A l'occasion de cet examen, l'employeur doit présenter un aperçu de la politique d'investissement menée pendant les 3 années écoulées.
Art. 4. Définition
Dans ce chapitre, il convient d'entendre par "licenciement multiple" : tout licenciement, à l'exception du licenciement pour motif grave, qui, sur une période de soixante jours calendrier, touche un nombre d'employés représentant au moins 10 p.c. du nombre moyen des employés sous contrat de travail au cours de l'année civile précédant le licenciement, avec un minimum de 3 employés pour les entreprises occupant moins de 30 employés. Les licenciements à la suite d'une fermeture tombent également sous cette définition.
Art. 5. Procédure de concertation
Toutefois, au cas où des circonstances économiques et/ou financières imprévues et imprévisibles se produiraient, la procédure de concertation suivante sera appliquée :
Lorsque l'employeur a l'intention de procéder au licenciement de plusieurs employés et que le licenciement peut être considéré comme un licenciement multiple, il en informera préalablement le conseil d'entreprise ou, à défaut, la délégation syndicale pour employés.
S'il n'existe pas de conseil d'entreprise ou de délégation syndicale pour employés, il informera préalablement, par écrit, simultanément tant les employés concernés que le président du bureau de conciliation régional.
Dans les quinze jours calendrier suivant l'information aux représentants des employés, les parties doivent entamer, au niveau de l'entreprise, des discussions sur les mesures qui peuvent être prises en la matière.
Si cette concertation ne débouche pas sur une solution, il est fait appel, dans les quinze jours calendrier suivant le constat de non-accord au niveau de l'entreprise, au bureau de conciliation régional.
S'il n'existe pas de conseil d'entreprise ou de délégation syndicale pour employés au sein de l'entreprise, la même procédure de concertation peut être entamée par les organisations syndicales représentant les employés, dans les quinze jours calendrier suivant l'information donnée aux employés concernés et au président du bureau de conciliation régional.
Art. 6. Sanction
Si la procédure n'est pas suivie conformément aux dispositions susvisées, une contribution de 1 870 EUR par employé licencié sera versée au fonds de formation régional paritaire de la province dans laquelle l'entreprise est située :
- pour Anvers : "Vormingsinitiatief voor bedienden van de Antwerpse Metaalverwerkende nijverheid" (VIBAM);
- pour le Limbourg : "Limburgs Instituut voor de Opleiding van bedienden in de metaalverwerkende nijverheid" (LIMOB);
- pour le Brabant wallon, le Brabant flamand et la Région de Bruxelles-Capitale : "Fonds de formation et de l'emploi pour les employés des fabrications métalliques du Brabant" (OBMB-FEMB);
- pour le Hainaut et Namur : "Centre de Perfectionnement pour employés des provinces du Hainaut et de Namur" (CPEHN);
- pour Liège et le Luxembourg : TALENTEO;
- pour les Flandres orientale et occidentale : "Vormingscentrum voor de bedienden der Metaalverwerkende nijverheid van Oost- en West-Vlaanderen" (VORMETAL - Oost- en West-Vlaanderen).

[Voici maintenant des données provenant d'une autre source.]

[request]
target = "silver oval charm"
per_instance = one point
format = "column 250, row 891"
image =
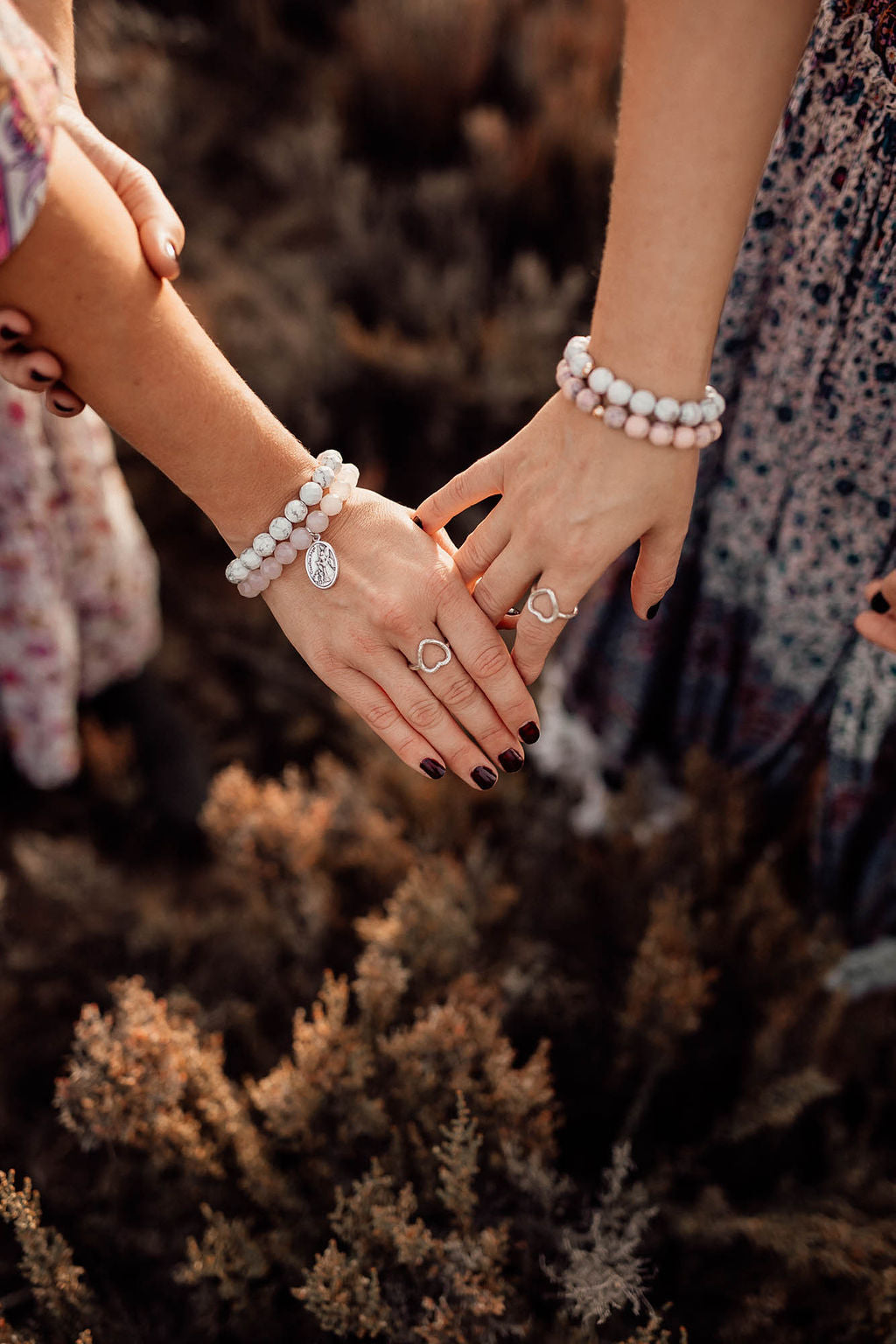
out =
column 321, row 564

En cas de litige, il sera fait appel au bureau de conciliation régional, à la demande de la partie la plus diligente.
L'absence d'un employeur à la réunion du bureau de conciliation régional prévue dans cette procédure sera considérée comme un non-respect de la procédure susvisée.
L'employeur peut se faire représenter par un représentant compétent appartenant à son entreprise.

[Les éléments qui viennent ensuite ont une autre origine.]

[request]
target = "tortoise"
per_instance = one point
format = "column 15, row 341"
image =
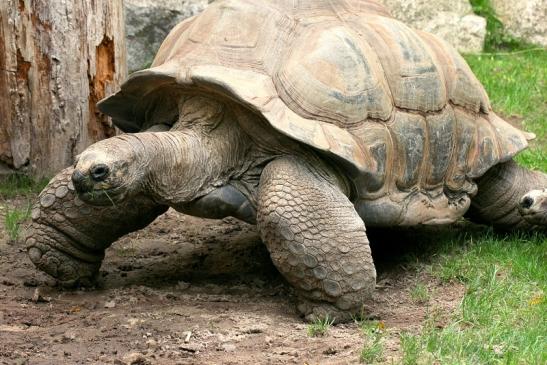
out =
column 309, row 118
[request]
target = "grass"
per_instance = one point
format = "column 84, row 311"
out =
column 15, row 185
column 372, row 351
column 419, row 294
column 517, row 86
column 13, row 220
column 501, row 318
column 319, row 327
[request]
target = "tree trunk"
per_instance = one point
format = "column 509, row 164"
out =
column 57, row 59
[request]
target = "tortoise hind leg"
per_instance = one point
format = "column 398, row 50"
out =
column 511, row 197
column 316, row 239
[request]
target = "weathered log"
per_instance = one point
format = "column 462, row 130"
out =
column 57, row 59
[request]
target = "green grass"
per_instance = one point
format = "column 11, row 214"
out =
column 501, row 319
column 517, row 86
column 502, row 316
column 319, row 327
column 13, row 220
column 373, row 349
column 15, row 185
column 419, row 294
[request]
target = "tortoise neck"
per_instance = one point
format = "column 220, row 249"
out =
column 183, row 165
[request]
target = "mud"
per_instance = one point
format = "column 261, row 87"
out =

La sanction sera également appliquée à l'employeur qui ne respecte pas un avis unanime du bureau de conciliation régional.
Art. 7. Durée
La présente convention collective de travail est conclue pour une durée déterminée qui s'étend du 1 er janvier 2017 au 31 décembre 2018 inclus.
Vu pour être annexé à l'arrêté royal du 15 avril 2018.